I grissini sono i celeberrimi filoncini di pasta di pane croccanti e allungati di origine torinese. Conosciuti e sgranocchiati in tutto il mondo sono uno dei prodotti gastronomici italiani più conosciuti all'estero.

Si dice che i grissini siano stati inventati a Torino nella prima metà del 1600: prendono infatti il nome da "gherssa" un tipico pane piemontese di forma allungata e simile alla baguette francese.

Si narra che un medico dell'epoca raccomandò al figlio del Duca di Savoia, che soffriva di disturbi intestinali, di eliminare il pane mal cotto (e quindi la mollica del pane) e consumare solo i croccanti grissini stirati. Il consumo di questi buonissimi filoncini allungati, inizialmente previlegio dei soli nobili, si estese ben presto a tutta la popolazione!

In questa ricetta presentiamo la preparazione dei grissini stirati torinesi delle Sorelle Simili, con piccole variazioni.

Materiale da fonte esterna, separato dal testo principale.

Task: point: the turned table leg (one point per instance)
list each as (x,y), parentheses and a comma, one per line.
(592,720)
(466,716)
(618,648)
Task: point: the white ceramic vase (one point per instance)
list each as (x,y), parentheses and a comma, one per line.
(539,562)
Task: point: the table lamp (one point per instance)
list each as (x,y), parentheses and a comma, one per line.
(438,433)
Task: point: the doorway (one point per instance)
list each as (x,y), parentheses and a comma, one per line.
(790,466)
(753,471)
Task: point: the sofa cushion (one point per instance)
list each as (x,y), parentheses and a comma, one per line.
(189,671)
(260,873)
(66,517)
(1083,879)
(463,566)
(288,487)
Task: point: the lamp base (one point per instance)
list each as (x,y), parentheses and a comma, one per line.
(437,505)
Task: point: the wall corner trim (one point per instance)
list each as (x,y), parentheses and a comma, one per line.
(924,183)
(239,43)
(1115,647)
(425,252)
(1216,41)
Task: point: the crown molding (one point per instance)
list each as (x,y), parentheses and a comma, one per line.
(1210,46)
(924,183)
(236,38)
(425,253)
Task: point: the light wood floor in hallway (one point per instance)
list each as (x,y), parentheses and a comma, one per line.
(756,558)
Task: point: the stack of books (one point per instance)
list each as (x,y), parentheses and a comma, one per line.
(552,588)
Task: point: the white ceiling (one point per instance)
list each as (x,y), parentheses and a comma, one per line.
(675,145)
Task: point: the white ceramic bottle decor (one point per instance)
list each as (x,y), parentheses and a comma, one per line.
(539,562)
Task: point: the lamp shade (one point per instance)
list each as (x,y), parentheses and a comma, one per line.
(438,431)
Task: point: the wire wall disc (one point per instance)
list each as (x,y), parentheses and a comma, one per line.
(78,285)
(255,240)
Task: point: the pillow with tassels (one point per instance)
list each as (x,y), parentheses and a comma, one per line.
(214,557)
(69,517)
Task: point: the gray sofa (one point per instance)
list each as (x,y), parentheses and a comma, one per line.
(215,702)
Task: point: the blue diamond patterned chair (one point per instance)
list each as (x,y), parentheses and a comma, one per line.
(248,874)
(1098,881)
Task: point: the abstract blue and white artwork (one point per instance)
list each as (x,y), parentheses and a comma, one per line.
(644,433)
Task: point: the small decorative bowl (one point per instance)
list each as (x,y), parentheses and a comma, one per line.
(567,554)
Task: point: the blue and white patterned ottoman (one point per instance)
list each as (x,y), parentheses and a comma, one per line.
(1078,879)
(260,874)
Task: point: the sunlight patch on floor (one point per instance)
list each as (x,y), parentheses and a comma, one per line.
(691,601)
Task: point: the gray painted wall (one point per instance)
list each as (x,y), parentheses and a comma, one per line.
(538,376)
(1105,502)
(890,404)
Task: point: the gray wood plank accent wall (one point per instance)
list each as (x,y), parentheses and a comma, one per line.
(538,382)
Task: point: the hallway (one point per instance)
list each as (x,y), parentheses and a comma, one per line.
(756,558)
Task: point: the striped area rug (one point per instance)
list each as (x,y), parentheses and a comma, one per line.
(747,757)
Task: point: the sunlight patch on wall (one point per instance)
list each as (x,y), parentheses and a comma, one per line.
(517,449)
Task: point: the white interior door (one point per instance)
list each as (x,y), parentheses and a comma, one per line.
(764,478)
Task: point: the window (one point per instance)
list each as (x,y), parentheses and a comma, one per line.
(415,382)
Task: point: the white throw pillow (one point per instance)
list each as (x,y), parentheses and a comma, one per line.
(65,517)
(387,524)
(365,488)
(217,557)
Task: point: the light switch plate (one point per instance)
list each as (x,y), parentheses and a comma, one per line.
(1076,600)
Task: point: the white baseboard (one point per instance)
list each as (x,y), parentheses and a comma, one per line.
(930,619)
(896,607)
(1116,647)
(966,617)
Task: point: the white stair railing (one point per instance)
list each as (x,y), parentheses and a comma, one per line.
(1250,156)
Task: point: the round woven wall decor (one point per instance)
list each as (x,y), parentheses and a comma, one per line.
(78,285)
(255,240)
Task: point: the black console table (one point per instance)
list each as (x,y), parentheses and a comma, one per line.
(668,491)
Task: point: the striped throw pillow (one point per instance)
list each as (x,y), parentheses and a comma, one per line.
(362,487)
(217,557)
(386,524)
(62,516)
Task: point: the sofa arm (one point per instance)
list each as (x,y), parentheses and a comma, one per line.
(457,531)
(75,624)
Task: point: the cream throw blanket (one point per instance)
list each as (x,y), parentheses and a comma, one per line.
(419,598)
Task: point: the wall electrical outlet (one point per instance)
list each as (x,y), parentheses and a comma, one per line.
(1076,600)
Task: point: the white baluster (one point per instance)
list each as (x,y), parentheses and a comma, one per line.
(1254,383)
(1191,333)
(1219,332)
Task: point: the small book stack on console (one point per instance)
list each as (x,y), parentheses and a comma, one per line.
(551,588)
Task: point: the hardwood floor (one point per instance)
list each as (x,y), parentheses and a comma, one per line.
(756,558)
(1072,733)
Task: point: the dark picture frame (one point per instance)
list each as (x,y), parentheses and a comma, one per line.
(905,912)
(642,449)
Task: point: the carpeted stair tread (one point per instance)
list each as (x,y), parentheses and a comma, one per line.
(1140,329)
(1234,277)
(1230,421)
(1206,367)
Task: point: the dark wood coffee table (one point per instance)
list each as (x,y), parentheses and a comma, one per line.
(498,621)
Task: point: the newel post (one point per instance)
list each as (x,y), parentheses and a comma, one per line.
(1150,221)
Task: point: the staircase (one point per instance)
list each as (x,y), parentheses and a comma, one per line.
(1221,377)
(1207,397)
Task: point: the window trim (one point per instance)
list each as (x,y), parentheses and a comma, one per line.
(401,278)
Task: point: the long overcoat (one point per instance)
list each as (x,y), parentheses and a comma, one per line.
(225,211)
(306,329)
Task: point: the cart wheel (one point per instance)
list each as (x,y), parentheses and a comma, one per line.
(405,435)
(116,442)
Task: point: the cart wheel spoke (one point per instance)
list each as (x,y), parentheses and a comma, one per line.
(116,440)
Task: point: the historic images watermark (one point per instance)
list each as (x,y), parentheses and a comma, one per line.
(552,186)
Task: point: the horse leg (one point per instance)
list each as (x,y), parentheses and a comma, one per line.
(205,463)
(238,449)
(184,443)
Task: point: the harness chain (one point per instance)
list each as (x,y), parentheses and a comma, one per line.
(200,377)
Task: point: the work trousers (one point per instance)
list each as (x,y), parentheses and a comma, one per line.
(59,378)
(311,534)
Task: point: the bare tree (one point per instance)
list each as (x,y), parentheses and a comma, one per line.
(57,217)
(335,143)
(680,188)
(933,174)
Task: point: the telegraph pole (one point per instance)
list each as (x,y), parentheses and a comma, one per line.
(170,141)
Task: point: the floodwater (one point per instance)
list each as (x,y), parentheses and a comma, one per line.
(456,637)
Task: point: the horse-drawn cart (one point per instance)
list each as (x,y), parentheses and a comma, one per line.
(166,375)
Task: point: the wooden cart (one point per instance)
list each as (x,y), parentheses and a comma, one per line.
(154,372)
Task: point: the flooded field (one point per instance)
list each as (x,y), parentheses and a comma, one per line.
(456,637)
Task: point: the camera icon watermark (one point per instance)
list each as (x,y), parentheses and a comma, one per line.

Ingredienti per circa 40 grissini:
Acqua 280 ml
Lievito di birra 15 g
Sale 8 g
Olio extravergine di oliva, 50 gr e q.b. per spennellare
Malto d'orzo (o zucchero), 1 cucchiaino
Farina di semola di grano duro (1 cucchiaio
Farina 00, 500 gr

Preparazione

Grissini

Per preparare i grissini iniziate prelevando poca acqua tiepida dai 280 ml indicati e scioglietevi il lievito di birra e il malto (1). In un altro contenitore ponete la restante acqua tiepida e scioglietevi il sale (2). Mettete la farina setacciata in una planetaria e aggiungete il composto di acqua, lievito e malto (3), azionate il gancio a foglia e

Grissini

aggiungete anche l’olio a filo che avrete mischiato con l’acqua e sale (4). Impastate fino ad ottenere un composto elastico (5) che andrete a trasferire su una spianatoia spolverizzata con della farina di semola di grano duro. Sagomate l’impasto dandogli la forma di un rettangolo, spennellatelo con dell’olio extravergine di oliva (6) e spolverizzatelo della farina di semola di grano duro. Lasciate quindi lievitare l’impasto fino a che non avrà raddoppiato il suo volume iniziale.

Grissini

Trascorso il tempo necessario per la lievitazione (circa 1 h), con un coltello a lama liscia e lunga tagliate l’impasto per il lato corto a strisce di circa 1 cm l’una (7). Afferrate ogni striscia di pasta con le due mani dalle estremità e tiratela fino a raggiungere la lunghezza della teglia che utilizzerete per infornarli (8). Disponete i grissini ben distanziati tra loro su di una teglia rivestita di carta da forno (9) e cuoceteli a 200°C per circa 20 minuti, fino a quando inizieranno a dorarsi.
Se non sono regolari non temete, è proprio questa la particolarità. Le parti più sottili del grissino saranno croccanti quelle più spesse un po’ più morbide.Se volete ottenere dei grissini ancora più invitanti e sfiziosi prima di infornarli spennellateli con dell’olio extravergine di oliva e cospargeteli di semi di papavero o semi di sesamo!

Conservazione

Conservate i grissini a temperatura ambiente, magari riposti in un sacchetto di carta, per 2-3 giorni al massimo.

Il consiglio di Sonia

Se volete è possibile inserire i semi di sesamo o papavero direttamente nell'impasto: dovrete dividerlo in tanti rettangoli quanti sono i gusti che desiderate realizzare e impastarli velocemente per incorporare i semi all'interno, poi procedere con la lievitazione secondo i tempi segnalati in ricetta.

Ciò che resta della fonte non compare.